The school year opens Wednesday, Aug. 14, in Grandview Heights with new leadership and a renewed focus on academic achievement.

The school year opens Wednesday, Aug. 14, in Grandview Heights with new leadership and a renewed focus on academic achievement.

"It's been a busy summer," Superintendent Ed O'Reilly said.

The district has new principals at both Stevenson Elementary School and at the high school.

"When two-thirds of your building administrators change over, that can have a significant impact on the school district," O'Reilly said.

In Angela Ullum at Stevenson and Ken Chaffin at the high school, "we believe we've selected two excellent administrators who understand the needs of students in Grandview Heights and are already working with students and parents," he said.

A number of teaching positions also have been filled over the summer, including art at Stevenson, math at Edison Intermediate/Middle School, social studies at the high school and a new director of bands.

About 150 students have signed up to participate in the high school band this year, O'Reilly said.

"It's an incredible number when you consider we have about 330 students at the high school," he said. "That means almost half our students will be in the band.

"We will have to address that issue this year because we're beginning to outgrow our bandroom space," O'Reilly said.

The district also has added gifted-education staff at Stevenson and Edison to "offer more services to more students," he said.

At the high school, an agreement with Columbus State Community College will offer dual-enrollment courses in psychology and sociology, O'Reilly said.

Students enrolled in the courses will be instructed by both Columbus State professors and Grandview teachers and will earn both college and high school credit.

The high school also will offer a new AP statistics class.

"We want our students to leave us with a significant amount of college credits, so we are offering more of these type of classes," O'Reilly said.

A new teacher evaluation process will be rolled out this year and includes a student growth measurement, he said.

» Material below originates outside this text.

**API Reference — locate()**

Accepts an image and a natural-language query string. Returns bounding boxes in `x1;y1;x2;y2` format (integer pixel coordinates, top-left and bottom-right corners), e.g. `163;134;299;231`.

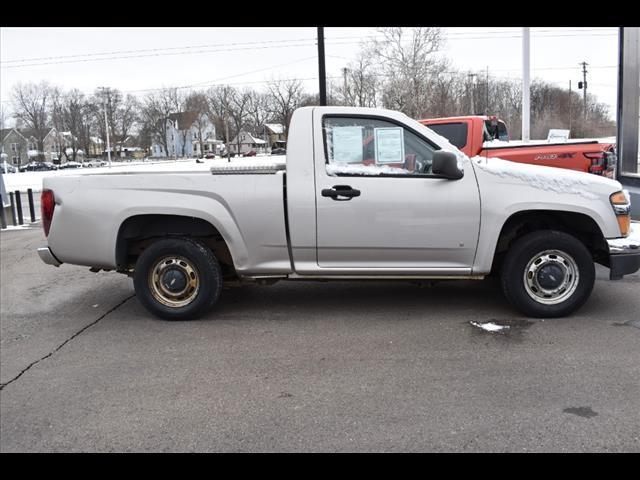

The district also is in the final stages of implementing Common Core standards for math and English and new state standards for science and social studies, O'Reilly said.

The state-mandated third-grade reading guarantee also goes into effect this year.

If a third-grade student does not earn a passing grade on the state reading achievement test, they will not be allowed to proceed to fourth grade.

"The staff at Stevenson did an excellent job reviewing our literacy program and making sure we provide the necessary services to our students," O'Reilly said.

Stevenson has "been a leader in the state" in the percentage of its third-graders who pass the reading test, he said.

Finances will continue to be a concern this school year, O'Reilly said.

Over the past two years, the state cut $2.4 million in the funding Grandview receives, "and that money did not come back in the new budget," he said.

This year was scheduled to be a levy year, but the district has been able to cut its costs, especially in the areas of health insurance and gas and electric bills, and avoided having to go to the ballot this fall, O'Reilly said.

"We feel very good about that," he said.

Later this fall, the district will unveil its new website, which will be more informative and up to date, O'Reilly said.

"Parents will be able to pay many fees online, which they haven't been able to before," he said.